‘Ichikawa’s An Actor’s Revenge: subjectivity or assemblage?’

The Third International Conference on New Directions in the Humanities – The Humanities in a ‘Knowledge Society’ (2005).
Panel presentation.
Cambridge University, Cambridge, UK, 2-5 August 2005.

In his second book on the cinema, Deleuze concentrates upon exploring modernist film. He does this by dividing modernist cinema into a number of experiences: ‘crystals of time’; ‘sheets of the past / peaks of the present’; ‘powers of the false’ … amongst others. Each of these experiences is further divided into specific (though not exhaustive) figures, which characterise the visual and auditory work of certain authors of the cinema. This taxonomy, far from being over-determined, is constructed in order to confront other critical and theoretical approaches to film.
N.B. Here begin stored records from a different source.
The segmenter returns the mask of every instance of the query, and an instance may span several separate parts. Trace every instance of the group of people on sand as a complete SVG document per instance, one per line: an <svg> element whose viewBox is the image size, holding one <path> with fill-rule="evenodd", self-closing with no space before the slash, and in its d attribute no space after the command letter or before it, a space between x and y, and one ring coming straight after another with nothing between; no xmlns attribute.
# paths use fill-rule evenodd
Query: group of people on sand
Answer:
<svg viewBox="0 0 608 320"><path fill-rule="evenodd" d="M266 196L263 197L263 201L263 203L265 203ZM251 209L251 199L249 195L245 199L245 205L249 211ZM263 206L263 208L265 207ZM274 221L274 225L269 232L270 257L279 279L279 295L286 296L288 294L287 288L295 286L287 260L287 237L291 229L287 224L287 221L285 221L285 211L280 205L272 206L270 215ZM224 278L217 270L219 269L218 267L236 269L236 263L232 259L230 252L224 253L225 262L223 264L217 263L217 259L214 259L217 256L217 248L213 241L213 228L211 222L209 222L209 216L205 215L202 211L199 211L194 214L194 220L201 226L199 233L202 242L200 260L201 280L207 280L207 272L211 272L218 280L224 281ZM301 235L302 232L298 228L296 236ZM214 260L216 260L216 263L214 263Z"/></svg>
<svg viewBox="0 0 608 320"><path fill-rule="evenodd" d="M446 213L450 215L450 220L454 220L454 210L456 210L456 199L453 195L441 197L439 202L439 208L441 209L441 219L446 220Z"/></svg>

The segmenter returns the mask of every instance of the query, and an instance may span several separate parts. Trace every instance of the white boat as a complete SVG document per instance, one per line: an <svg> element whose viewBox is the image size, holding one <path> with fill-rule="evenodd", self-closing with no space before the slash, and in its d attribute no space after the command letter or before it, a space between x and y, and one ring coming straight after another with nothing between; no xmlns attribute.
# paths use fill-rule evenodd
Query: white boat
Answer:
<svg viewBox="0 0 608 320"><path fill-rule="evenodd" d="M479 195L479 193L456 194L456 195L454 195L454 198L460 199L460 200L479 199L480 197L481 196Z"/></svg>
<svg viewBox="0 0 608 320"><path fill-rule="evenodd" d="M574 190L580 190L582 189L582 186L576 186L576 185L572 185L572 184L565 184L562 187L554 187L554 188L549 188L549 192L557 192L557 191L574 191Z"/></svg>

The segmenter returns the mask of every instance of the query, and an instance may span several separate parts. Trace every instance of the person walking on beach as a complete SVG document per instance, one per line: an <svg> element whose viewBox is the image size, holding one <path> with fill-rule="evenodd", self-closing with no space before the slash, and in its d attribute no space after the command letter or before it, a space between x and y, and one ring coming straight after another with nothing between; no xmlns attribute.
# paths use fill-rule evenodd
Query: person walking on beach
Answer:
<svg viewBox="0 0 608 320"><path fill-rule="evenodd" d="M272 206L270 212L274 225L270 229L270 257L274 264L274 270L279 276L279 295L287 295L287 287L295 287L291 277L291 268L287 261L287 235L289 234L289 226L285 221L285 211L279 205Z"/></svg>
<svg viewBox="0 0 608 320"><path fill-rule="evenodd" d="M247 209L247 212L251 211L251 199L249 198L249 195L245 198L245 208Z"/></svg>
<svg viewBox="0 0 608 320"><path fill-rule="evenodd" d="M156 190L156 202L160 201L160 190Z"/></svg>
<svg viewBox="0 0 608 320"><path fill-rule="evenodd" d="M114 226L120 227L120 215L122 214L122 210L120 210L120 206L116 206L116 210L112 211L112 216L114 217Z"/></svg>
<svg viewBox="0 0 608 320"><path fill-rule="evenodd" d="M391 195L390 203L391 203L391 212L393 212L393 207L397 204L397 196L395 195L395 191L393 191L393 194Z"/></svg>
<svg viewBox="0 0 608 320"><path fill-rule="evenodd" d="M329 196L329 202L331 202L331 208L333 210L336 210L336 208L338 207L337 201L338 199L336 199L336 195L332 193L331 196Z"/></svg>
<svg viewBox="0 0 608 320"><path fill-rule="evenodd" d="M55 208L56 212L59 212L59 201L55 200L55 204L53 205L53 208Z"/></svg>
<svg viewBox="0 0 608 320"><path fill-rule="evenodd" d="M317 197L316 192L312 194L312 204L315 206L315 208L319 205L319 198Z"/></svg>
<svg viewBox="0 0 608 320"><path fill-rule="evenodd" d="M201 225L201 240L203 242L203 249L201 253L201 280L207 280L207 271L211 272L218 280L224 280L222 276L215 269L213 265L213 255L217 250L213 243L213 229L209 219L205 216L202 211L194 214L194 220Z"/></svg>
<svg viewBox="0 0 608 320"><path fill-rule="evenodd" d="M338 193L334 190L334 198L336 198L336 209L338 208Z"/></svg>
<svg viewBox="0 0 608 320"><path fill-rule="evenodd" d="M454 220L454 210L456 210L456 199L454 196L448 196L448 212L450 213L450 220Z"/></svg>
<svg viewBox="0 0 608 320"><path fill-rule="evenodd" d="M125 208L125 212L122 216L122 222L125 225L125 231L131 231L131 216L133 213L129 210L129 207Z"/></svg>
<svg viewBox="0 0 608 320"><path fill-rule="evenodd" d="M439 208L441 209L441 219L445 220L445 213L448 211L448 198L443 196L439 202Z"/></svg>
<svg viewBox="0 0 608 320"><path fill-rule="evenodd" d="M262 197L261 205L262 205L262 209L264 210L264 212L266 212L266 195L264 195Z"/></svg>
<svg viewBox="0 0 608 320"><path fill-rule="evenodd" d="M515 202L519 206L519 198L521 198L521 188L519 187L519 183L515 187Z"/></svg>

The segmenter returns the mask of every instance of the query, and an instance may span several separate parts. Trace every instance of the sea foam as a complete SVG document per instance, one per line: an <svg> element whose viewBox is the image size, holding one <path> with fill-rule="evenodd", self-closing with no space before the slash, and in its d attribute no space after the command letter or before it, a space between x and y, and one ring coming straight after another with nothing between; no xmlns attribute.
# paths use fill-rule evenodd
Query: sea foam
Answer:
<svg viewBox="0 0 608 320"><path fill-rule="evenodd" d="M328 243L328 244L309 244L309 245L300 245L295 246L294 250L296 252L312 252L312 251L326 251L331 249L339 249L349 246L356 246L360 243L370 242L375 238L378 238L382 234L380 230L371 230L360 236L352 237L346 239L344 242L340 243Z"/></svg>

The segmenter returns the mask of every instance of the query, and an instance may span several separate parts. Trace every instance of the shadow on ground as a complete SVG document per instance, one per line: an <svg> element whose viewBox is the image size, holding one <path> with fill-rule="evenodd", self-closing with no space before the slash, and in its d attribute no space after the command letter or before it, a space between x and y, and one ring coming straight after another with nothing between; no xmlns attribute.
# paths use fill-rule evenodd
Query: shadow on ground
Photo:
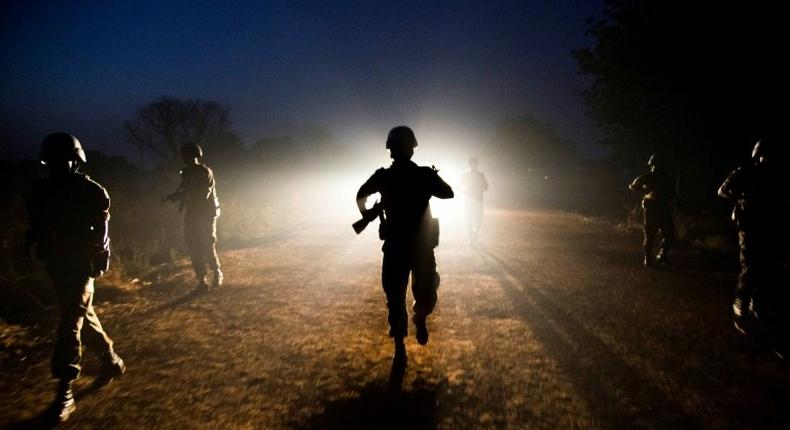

Of these, one of the most fascinating is the ‘mirror-image’, one of the figures of the crystals of time. Though not explicitly stated, with the mirror-image Deleuze is confronting the psychoanalysis of Jacques Lacan, confronting the Lacanian concepts of the imaginary and the real with his own concepts of the actual and the virtual. Taking Ichikawa Kon’s 1963 film An Actor’s Revenge (referred to very briefly by Deleuze) I will confront the Lacanian subject with the Deleuzian assemblage, bodies which think. And, if Foucault was right and the 21st century belongs to Deleuze, which of these readings of Ichikawa’s film is more productive for cinema? And which more productive for the humanities in general?